Rund 200 Milliarden Euro sind alle Waffen und Geräte der Bundeswehr wert, für rund fünf Milliarden Euro wird jedes Jahr Material neu- und nachbestellt. Eine gewaltige Gelegenheit zum Geld verschleudern, die bisher selten ausgelassen wurde. Verteidigungsministerin Ursula von der Leyen (CDU) hat jetzt erste Konsequenzen aus einem im Herbst veröffentlichten Mängelbericht gezogen.

Sie vertraut nun auf Mechanismen aus der freien Wirtschaft - und auf ihre junge Staatssekretärin Katrin Suder. Suder, 43, eine Physikerin und Theaterwissenschaftlerin, hat bei der Wirtschaftsberatungsgesellschaft McKinsey eine steile Karriere gemacht. Von der Leyen holte die äußerst selbstbewusste Frau im vergangenen Sommer für den kurz zuvor geschassten Staatssekretär Stéphane Beemelmans (CDU), der für das rund 600 Millionen Euro teure Desaster um die Aufklärungsdrohne Eurohawk mit verantwortlich war.

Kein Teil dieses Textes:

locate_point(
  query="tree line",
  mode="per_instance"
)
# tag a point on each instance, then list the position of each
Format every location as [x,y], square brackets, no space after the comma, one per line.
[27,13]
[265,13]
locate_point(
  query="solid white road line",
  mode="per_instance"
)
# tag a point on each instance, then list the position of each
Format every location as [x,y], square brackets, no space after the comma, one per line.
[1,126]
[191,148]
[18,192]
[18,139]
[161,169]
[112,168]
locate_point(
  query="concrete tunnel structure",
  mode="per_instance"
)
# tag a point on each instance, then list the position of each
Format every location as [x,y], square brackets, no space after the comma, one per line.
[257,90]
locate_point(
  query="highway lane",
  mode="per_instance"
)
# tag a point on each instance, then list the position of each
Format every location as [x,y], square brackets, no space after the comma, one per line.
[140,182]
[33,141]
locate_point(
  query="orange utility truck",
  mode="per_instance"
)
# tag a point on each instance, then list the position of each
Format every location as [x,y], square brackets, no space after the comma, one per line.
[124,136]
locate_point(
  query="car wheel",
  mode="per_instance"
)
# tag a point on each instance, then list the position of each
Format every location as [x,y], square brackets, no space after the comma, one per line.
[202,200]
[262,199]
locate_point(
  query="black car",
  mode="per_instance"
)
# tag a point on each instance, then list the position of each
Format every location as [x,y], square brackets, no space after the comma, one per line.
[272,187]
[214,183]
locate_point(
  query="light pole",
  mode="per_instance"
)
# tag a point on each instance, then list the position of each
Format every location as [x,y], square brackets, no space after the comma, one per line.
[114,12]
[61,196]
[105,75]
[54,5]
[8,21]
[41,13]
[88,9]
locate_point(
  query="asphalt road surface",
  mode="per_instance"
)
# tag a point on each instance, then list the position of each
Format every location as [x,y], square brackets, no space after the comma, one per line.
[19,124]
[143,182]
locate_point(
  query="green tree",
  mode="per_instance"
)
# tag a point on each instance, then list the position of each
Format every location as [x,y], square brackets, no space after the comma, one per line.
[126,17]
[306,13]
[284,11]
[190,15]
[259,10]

Sich selbst und ihrem Haus machte die Ministerin dann mit einem Gutachten der Unternehmensberatung KPMG zusätzlichen Reformdruck. Es kam im Herbst zu der Erkenntnis, dass alle neun zentralen Rüstungsprojekte entweder nicht im Zeitplan liegen oder immer teurer werden, meistens beides. Die Stilllegung von Marinehubschraubern wegen Materialmängeln machte den Problemberg ebenfalls deutlich.

Wie im Verteidigungsministerium zu erfahren war, hat Suder in kaum mehr als einem halben Jahr Amtszeit ganze Arbeit geleistet und die Hierarchien umgekrempelt. So können sich die zuständigen Projektleiter bei Problemen künftig direkt an die Staatssekretärin wenden - unter Umgehung von sieben Entscheidungsebenen vor ihnen. Beim bisherigen Ablauf seien die Berichte immer weiter geschönt worden, bis zuletzt Kosten- und Zeitrisiken gar nicht mehr richtig erkennbar gewesen seien, hieß es.

Symbole statt Wortgirlanden

Die Statusberichte werden überdies nicht mehr als lange Texte gestaltet, sondern in jedem Detail mit einfachen farbigen Symbolen. Rot: Risiko. Gelb: Gefahr. Grün: Alles in Ordnung. Keine Wortgirlanden mehr. Diese Statusberichte sollen als Datenbank einem größeren Kreis zugänglich sein und ständig aktualisiert werden.

Mit der bisherigen Art, Probleme unter der Hand und unter vier Augen zu regeln, werde Schluss gemacht. "Wir wollen weg vom ,Hey-Joe-Prinzip'". Und bei den Kosten sollen alle, auch die versteckten Systemkosten angegeben werden. Die beteiligten Rüstungskonzerne müssen den Projektstand nun ebenfalls transparent darstellen.

Zweimal im Jahr holt die Ministerin überdies alle wichtigen Leute aus ihrem Haus zum "Rüstungsboard" zusammen, um alle zentralen Projekte stundenlang durchzugehen. Nächste Woche ist es wieder so weit. Dem Vernehmen nach sind bereits Fehler entdeckt worden, die zu massiven unnötigen Ausgaben hätten führen können. In einem Fall wäre nur wegen einer unsinnigen Vertragsklausel fast eine Einfuhr steuer in dreistelliger Millionenhöhe fällig geworden - obwohl grundsätzlich über den Kauf des Rüstungsgutes noch gar nicht entschieden ist.

Etwa 20 000 Verträge mit Lieferanten hat das Verteidigungsministerium derzeit, jedes Jahr gibt es rund 7000 neue. Für die alten Verträge könne man nicht garantieren, ob es dort noch irgendwo Fallen gebe, hieß es. Für die neuen sei das anders. Von der Leyen hat ihre liebe Not, die alten Rüstungsprojekte ordentlich zu Ende zu bringen. So steht eine Entscheidung über die Drohnen immer noch aus. Vom Transportflugzeug A400M ist erst eine Maschine angekommen, ohne alle versprochenen Funktionen.

Am Mittwoch hatte der Haushaltsausschuss der Anschaffung von 168 Hubschraubern für insgesamt rund neun Milliarden Euro zugestimmt - es ist das erste große Rüstungsprojekt, das die seit 2013 amtierende Ministerin ganz allein verantwortet.